In July 2013, General Motors and Honda announced a long-term, definitive master agreement to co-develop next-generation fuel cell system and hydrogen storage technologies, aiming for the 2020 time frame. At the SAE 2014 Hybrid & Electric Vehicle Technologies Symposium, Mark Mathias, Director, Fuel Cell R&D for GM, provided an update on the collaboration, as well as a brief dive into the technical drivers behind the ongoing automotive efforts on fuel cell propulsion related to the scaling properties of batteries and fuel cells.

The GM/Honda partnership is about cost reduction, Mathias said. “We have vehicles now that work and can be durable, it’s really now about making a business out of the technology. Obviously it involves both the vehicle and the infrastructure and the hydrogen supply, so there are a lot of elements to this.”

Fuel Cell Electric Vehicles are currently the most promising 300+-mile range, quick refill, petroleum/emissions-free option. If you want all of those elements, this is the best option we see. We don’t see Li-ion, Li-air getting us to this point.

Mathias, who has worked on materials R&D for both batteries and fuel cells, spent a bit of time talking about the difference in the different way the two technologies scale with energy.

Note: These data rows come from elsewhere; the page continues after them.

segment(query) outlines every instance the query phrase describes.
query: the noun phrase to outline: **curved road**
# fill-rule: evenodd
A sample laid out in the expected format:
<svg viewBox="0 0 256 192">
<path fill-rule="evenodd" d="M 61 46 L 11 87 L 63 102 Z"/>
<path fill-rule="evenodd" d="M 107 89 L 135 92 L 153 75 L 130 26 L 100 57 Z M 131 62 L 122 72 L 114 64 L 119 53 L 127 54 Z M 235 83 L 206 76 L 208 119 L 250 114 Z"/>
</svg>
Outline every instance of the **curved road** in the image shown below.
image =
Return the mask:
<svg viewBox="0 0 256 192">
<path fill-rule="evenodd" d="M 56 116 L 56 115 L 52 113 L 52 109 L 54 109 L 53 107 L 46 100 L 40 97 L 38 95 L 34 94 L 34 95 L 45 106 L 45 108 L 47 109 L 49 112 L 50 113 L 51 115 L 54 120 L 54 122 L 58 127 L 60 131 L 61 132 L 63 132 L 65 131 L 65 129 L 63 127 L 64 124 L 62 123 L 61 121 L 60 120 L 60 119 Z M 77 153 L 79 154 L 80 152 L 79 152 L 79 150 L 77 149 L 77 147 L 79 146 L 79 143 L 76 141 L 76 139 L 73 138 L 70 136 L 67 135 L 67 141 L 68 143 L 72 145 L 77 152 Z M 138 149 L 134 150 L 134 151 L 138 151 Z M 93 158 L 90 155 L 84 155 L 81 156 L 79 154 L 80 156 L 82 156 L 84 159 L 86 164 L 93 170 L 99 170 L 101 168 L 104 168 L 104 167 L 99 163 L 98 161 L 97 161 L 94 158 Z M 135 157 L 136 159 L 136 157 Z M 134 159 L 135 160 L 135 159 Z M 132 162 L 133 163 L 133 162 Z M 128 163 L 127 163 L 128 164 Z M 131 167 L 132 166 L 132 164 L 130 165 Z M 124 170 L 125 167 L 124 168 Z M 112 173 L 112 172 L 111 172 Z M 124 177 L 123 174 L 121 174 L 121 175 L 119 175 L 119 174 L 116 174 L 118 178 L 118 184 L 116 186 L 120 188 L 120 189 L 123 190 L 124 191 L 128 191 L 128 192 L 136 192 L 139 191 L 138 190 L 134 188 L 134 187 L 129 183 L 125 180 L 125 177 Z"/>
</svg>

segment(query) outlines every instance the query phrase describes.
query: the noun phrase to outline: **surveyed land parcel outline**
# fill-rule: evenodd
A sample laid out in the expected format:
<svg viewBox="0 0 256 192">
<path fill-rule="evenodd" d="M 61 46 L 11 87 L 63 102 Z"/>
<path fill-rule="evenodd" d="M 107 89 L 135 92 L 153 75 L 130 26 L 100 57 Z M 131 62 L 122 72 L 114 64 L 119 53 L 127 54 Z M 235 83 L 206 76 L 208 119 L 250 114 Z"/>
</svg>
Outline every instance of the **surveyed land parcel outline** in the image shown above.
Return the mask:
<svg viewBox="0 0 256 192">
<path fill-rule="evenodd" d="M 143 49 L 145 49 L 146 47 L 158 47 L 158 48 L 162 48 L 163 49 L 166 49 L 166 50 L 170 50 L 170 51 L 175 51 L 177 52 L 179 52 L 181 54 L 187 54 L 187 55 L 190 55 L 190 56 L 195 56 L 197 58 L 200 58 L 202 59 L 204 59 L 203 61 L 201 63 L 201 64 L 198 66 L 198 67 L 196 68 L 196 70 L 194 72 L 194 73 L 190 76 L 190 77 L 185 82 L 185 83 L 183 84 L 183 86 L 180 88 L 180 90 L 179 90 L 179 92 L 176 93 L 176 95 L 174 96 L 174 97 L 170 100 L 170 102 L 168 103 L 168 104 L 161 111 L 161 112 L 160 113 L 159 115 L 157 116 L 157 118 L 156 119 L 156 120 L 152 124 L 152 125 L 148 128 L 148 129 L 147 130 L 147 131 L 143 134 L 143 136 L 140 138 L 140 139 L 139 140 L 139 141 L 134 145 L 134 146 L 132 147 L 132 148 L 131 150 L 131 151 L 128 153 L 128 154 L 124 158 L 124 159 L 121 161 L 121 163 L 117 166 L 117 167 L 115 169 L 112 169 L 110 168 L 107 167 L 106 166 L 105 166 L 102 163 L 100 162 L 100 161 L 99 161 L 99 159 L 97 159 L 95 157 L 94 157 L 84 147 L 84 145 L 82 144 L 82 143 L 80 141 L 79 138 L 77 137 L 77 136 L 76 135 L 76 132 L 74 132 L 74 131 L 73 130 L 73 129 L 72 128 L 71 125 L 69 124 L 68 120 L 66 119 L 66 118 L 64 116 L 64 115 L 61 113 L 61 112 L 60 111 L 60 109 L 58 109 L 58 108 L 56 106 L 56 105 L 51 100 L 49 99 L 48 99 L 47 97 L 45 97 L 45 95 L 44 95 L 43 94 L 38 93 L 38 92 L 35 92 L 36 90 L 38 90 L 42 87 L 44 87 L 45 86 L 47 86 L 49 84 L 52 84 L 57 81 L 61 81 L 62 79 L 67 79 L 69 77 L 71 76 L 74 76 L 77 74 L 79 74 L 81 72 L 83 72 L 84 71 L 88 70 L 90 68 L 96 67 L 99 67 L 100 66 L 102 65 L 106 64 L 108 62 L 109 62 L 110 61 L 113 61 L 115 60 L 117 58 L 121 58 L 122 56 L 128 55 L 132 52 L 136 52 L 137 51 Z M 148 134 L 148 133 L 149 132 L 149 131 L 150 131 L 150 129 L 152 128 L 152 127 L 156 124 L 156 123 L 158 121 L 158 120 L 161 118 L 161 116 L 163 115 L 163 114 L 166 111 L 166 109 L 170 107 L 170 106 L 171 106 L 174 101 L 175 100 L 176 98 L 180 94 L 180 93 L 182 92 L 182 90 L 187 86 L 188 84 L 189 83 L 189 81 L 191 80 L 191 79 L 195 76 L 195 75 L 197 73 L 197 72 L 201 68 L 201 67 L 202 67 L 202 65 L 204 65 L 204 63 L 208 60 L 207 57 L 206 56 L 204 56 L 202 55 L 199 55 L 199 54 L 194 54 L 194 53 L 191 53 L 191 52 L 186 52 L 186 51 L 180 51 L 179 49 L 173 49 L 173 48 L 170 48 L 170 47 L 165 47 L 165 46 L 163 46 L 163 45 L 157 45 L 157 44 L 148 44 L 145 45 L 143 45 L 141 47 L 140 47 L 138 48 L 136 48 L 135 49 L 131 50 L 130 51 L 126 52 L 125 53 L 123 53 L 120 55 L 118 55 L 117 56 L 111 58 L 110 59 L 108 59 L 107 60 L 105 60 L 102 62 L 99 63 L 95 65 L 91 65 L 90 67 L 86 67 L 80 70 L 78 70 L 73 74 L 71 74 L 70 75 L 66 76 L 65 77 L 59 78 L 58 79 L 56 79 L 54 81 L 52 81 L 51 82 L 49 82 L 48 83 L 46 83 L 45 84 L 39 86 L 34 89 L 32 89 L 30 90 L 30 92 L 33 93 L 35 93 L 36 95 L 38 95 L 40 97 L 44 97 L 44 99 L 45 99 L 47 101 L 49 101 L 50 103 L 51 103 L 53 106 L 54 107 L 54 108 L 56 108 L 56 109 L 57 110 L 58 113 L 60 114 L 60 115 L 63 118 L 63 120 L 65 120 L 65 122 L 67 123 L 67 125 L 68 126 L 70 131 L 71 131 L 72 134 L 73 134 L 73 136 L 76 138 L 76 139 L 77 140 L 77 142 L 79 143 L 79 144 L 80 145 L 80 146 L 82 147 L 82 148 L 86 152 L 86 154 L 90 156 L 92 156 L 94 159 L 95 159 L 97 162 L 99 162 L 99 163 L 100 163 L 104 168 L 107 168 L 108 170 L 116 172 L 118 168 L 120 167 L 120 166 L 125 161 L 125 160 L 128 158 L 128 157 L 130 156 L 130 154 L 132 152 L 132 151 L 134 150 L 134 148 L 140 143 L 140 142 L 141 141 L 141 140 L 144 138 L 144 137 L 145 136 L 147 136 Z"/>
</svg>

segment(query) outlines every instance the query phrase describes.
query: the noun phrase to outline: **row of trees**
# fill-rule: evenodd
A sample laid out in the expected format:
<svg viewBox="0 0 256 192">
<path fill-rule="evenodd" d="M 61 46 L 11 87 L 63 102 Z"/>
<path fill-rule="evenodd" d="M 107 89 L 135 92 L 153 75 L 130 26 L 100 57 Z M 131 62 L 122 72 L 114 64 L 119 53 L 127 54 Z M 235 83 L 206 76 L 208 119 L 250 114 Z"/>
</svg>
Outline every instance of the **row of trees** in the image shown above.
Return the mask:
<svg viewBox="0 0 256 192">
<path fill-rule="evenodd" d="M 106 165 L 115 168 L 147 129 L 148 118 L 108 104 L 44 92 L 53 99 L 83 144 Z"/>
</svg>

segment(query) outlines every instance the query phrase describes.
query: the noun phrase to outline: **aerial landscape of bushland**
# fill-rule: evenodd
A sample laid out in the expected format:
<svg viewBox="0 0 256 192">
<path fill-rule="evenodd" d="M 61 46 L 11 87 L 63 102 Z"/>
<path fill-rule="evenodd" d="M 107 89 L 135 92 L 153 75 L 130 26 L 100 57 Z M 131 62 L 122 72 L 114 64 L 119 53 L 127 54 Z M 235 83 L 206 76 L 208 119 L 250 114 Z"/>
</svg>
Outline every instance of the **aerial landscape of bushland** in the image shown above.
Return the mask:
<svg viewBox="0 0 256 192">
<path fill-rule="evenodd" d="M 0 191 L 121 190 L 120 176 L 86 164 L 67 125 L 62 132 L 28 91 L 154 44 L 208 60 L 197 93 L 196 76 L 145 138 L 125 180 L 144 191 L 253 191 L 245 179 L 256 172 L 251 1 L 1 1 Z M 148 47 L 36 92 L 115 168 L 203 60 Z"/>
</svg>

You need about 100 kWh at the wheel to drive about 300 miles. If you want the 100 kWh with a battery, the only way to do it is to add more battery. In a fuel cell system, even if you don’t drive a single mile, you need the fuel cell system and the battery, and then to get range you put on hydrogen—this is analogous to what we do with the internal combustion engine today.

Those scaling factors dictate the way the energy density turns out for the two systems.

Energy density and scaling of fuel cell and battery systems. Top row: Gravimetric and volumetric energy and range (required energy). Bottom row: System mass vs. vehicle range.Battery and fuel cell system scale very differently with range; batteries favor low range, fuel cells favor high, Mathias said.

GM and Honda. GM and Honda have cross-licensed their intellectual property and know-how as part of the partnership deal. “This is a great business deal because there is no question we ask them they can’t answer and vice versa,” said Mathias. Honda plans to go more broadly to market in the 2015 time frame with a fuel cell vehicle; GM has yet to announce plans to go to market.

We are working on fuel cell conversion and hydrogen storage technology; multiple generations, our current focus is 2020, but the intent will be to go beyond that. The big thing is we want to use common component system design to achieve economies of scale.

Mathias noted that Honda and GM had taken different approaches; in the FCX Clarity, Honda packages the stack (with a vertical flow) between the passengers (earlier post) as opposed to under the hood.

All of this is on the table with regard to what we do in 2020…many of the things we are doing is the same. Physics is physics.

Stack materials, designs and processes are the key cost reduction areas; about 45% of the cost of the fuel cell system is in the stack. Major priorities for cost reduction are the electrodes (i.e., the cost of the Pt catalyst); bipolar plates, and membranes. Those three elements constitute roughly 80% of the stack cost.

All the OEMs over the last decade that are serious about this business own the design of the cell. The plate designs, integrating these materials, we don’t necessarily make membranes and catalysts, but it was going too slow the other way when we had one guy trying to provide MEAs [membrane electrode assembly] to everybody, it was just going way too slow. The OEMS realized that this is where the meat and potatoes of this thing is, you need to focus on that and get it aligned with your system because the interactions are extreme. So what we do is buy fundamental materials and integrate them into an MEA.

In terms of platinum reduction, Mathias noted that there are some lower-cost platinum alloys that have exhibited targeted activity at the beginning of life—but that durability remains an issue to be solved. Durability challenges remain for all the materials with which they have worked, except for pure platinum nanoparticles.

One needs to learn how to make this stuff stable. There is work at the material level and the system level to get that done.

Also at the SAE event, engineers from Hyundai and Toyota gave talks on their fuel cell vehicles coming to market in the next few years.